Second, the Appellant contends that the evidence was insufficient to sustain his conviction because the State offered no proof that his possession of cocaine was without the "express written consent of the [c]hief [a]dministrator of the [penal] institution,]" as alleged in the indictment. In response, the State cites several decisions by this court in which we have affirmed a conviction for this offense despite the State's failure to offer positive evidence that the penal institution's chief administrator did not expressly consent to a defendant's possession of contraband. In each of those cases, panels of this court concluded that circumstantial evidence surrounding the defendants' conduct supported a jury's finding a lack of consent for the defendants' possession of contraband, despite a lack of testimony from a chief administrator. See State v. Jeffrey W. Osborne, No. 01C01-9807-CC-00292 (Tenn.Crim.App. at Nashville, Oct. 22, 1999); State v. Jimmy Bowen, No. 03C01-9612-CR-00460 (Tenn.Crim.App. at Knoxville, Dec. 23, 1997); and State v. Jimmy Cullop, Jr., No. 03C01-9607-CR-00281 (Tenn.Crim.App. at Knoxville, March 18, 1997). In the present case, the testimony established that the Appellant was heard on an audio recording stating to his confederate that he needed "to get comfortable so [he] can shove this shit up my ass." The Appellant was later asked to "squat and cough" while showering, and a small bag containing cocaine was observed falling from his rectum. These circumstances clearly supported a finding that the Appellant attempted to conceal the contraband from the police, thus permitting a rational juror to conclude that such possession was without the express consent of the chief administrator of the penal institution.
We conclude that the evidence, when viewed in a light most favorable to the State, was more than sufficient to convince a rational juror beyond a reasonable doubt that the Appellant was guilty of the knowing possession of a controlled substance while present in a penal institution, as dictated by the plain language of the statute.
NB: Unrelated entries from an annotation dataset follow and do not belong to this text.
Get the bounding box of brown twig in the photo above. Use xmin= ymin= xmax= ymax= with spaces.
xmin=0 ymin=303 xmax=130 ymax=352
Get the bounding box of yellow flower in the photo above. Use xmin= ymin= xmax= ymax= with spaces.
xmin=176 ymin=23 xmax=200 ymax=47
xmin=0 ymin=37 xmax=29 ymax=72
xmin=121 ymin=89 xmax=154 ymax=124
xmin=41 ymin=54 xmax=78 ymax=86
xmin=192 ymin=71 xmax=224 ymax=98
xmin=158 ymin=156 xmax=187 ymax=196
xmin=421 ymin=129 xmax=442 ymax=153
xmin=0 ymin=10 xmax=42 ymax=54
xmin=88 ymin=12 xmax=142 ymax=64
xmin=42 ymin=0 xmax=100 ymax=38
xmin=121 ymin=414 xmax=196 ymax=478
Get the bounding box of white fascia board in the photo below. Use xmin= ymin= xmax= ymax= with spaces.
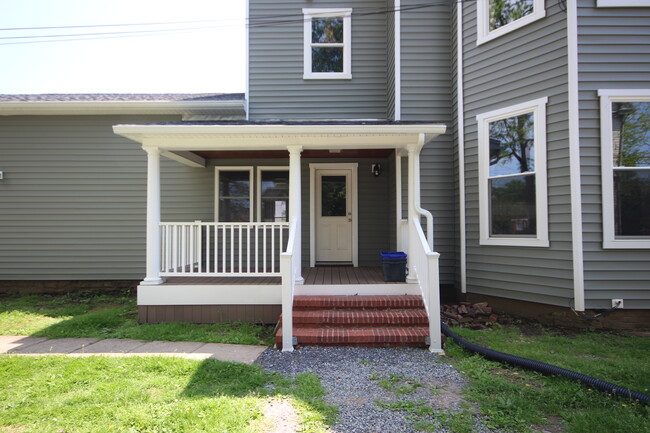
xmin=0 ymin=100 xmax=245 ymax=116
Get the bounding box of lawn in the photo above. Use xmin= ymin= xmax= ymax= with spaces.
xmin=0 ymin=355 xmax=334 ymax=433
xmin=445 ymin=325 xmax=650 ymax=433
xmin=0 ymin=292 xmax=273 ymax=346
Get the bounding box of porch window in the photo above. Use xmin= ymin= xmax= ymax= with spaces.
xmin=477 ymin=98 xmax=548 ymax=246
xmin=599 ymin=90 xmax=650 ymax=248
xmin=476 ymin=0 xmax=546 ymax=45
xmin=216 ymin=167 xmax=253 ymax=222
xmin=257 ymin=167 xmax=289 ymax=223
xmin=302 ymin=8 xmax=352 ymax=79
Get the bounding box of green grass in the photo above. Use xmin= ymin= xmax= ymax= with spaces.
xmin=0 ymin=293 xmax=273 ymax=346
xmin=445 ymin=326 xmax=650 ymax=433
xmin=0 ymin=355 xmax=335 ymax=433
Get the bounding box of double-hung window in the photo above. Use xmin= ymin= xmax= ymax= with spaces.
xmin=302 ymin=8 xmax=352 ymax=80
xmin=476 ymin=0 xmax=546 ymax=45
xmin=216 ymin=167 xmax=253 ymax=222
xmin=257 ymin=167 xmax=289 ymax=223
xmin=599 ymin=89 xmax=650 ymax=248
xmin=477 ymin=98 xmax=549 ymax=247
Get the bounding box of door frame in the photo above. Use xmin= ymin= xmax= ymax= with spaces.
xmin=309 ymin=162 xmax=359 ymax=268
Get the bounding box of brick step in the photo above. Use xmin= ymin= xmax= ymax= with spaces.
xmin=293 ymin=295 xmax=424 ymax=311
xmin=275 ymin=326 xmax=429 ymax=347
xmin=293 ymin=309 xmax=429 ymax=328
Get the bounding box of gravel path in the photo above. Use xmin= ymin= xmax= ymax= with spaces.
xmin=257 ymin=346 xmax=490 ymax=433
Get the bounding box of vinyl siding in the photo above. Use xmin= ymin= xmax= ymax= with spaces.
xmin=0 ymin=116 xmax=212 ymax=280
xmin=401 ymin=0 xmax=458 ymax=284
xmin=249 ymin=0 xmax=392 ymax=120
xmin=578 ymin=0 xmax=650 ymax=308
xmin=463 ymin=0 xmax=573 ymax=306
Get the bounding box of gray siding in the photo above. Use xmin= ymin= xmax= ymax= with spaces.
xmin=578 ymin=0 xmax=650 ymax=308
xmin=463 ymin=0 xmax=573 ymax=306
xmin=401 ymin=0 xmax=457 ymax=284
xmin=0 ymin=116 xmax=212 ymax=280
xmin=249 ymin=0 xmax=387 ymax=120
Officers Gifford and Terns both testified that the Appellant was informed, prior to his entry in the Williamson County Jail, of the felonious consequences of entering the penal institution while in possession of a controlled substance, that they provided him an opportunity to relinquish any such contraband, and that he chose not to do so. The testimony further adduced at trial established that Officer Ferguson retrieved a small bag containing 1.2 grams of cocaine, which dropped from the anus of the Appellant while he was present in the booking area of the Williamson County Jail. For these reasons, we conclude that the evidence was legally sufficient to convict the Appellant of possession of a controlled substance in a penal institution.
CONCLUSION
Based upon the foregoing, the Appellant's convictions for possession of a controlled substance in a penal institution and possession of drug paraphernalia are affirmed.